The development of electronic industry has contributed to the development of semiconducting solar cells. New materials and new technologies now allow us to design devices that are very effective in transferring the energy of the visible light into electrical energy, and efficiency is the basic parameter to measure that effectiveness. Each year, the US-based National Renewable Energy Laboratory publishes a chart depicting the efficiency of the best devices available, which has now reached the level of almost 50%. Unfortunately, attaining such high a level of efficiency is very expensive, so this kind of equipment is used mostly in the space industry, but the advances made in the sector of semiconducting photovoltaic cells have caused a significant reduction in prices, making less efficient home solar panels a viable and ever more popular option.

Simultaneously with the development of silicon cells, called first generation cells, researchers have sought new ways of effectively converting solar energy into power. As a result, engineers have developed devices based on thin layers of copper, indium, gallium and selenium, commonly known as CIGS. Novel methods of synthesising semiconducting organic materials allowed for designing light and flexible ‘plastic’ solar cells that can be incorporated into clothing.

Additionally, dye-sensitised solar cells (DSSCs) use dye molecules extracted from natural sources such as plants and combined with commonly used titanium oxide. Titanium oxide can be found in a variety of everyday items such as paint, cosmetics, and even food (E117). In and of itself, it is not serviceable as a semiconductor, since it can only absorb UV light, but when combined with molecules that absorb the visible light, it becomes very effective in catching electrons and transporting them to electrodes. Layers of titanium oxides are spread on transparent electrodes, and then placed in a dyeing solution. In such cases, the counter electrode in a solar cell is a transparent layer of conducting oxide covered in platinum molecules. The electrolyte in between the electrodes allows for the flow of electrons. Moreover, using two transparent electrodes enables us to create transparent solar cells that can be fitted into a window.

The last decade saw an explosion in the popularity of cells using crystals with perovskite-like structure as light absorbing materials, hence their name, perovskite solar cells (PSCs). The most common ones are lead-methyloamine trihalogens (or similar, with other elements substituting for lead). One of the greatest advantages of perovskite solar cells is their very low cost and very high efficiency, which has now risen to as much as 25%. One of the leading manufacturers of PCSs is Saule Industries, a Polish company which has recently announced that it will open a production line that will be able to make these cells through inkjet printing.
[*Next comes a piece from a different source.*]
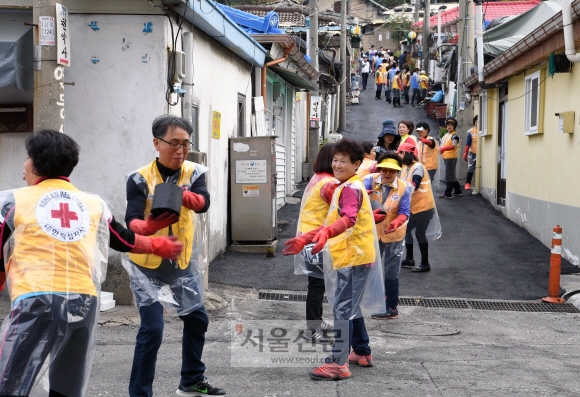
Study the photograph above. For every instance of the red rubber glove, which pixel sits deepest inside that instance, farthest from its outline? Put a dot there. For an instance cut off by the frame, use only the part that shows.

Small scale photovoltaic installations are becoming more and more common, and that causes issues with the distribution of the power that they produce. Most of the energy from those solar cells is produced while the owners of single-family homes are at work, and the demand increases in the evening. It would be optimal if solar energy could be produced on a large scale in places where it is needed the most, e.g. in offices, but the space on the roofs of such building is limited, and oftentimes reduced even further by air conditioning and ventilation shafts. Because of this, there is a growing trend of installing solar cells on the exterior walls of buildings without compromising their aesthetic value. Building-Integrated Photovoltaics (BIPV) is increasing in popularity, with another Polish company, ML System, being one of the leaders on the European market. The diversity of technologies that can be used to make solar cells allows for a broad spectrum of production techniques that can be used as replacements for traditional building materials that would also be able to generate power.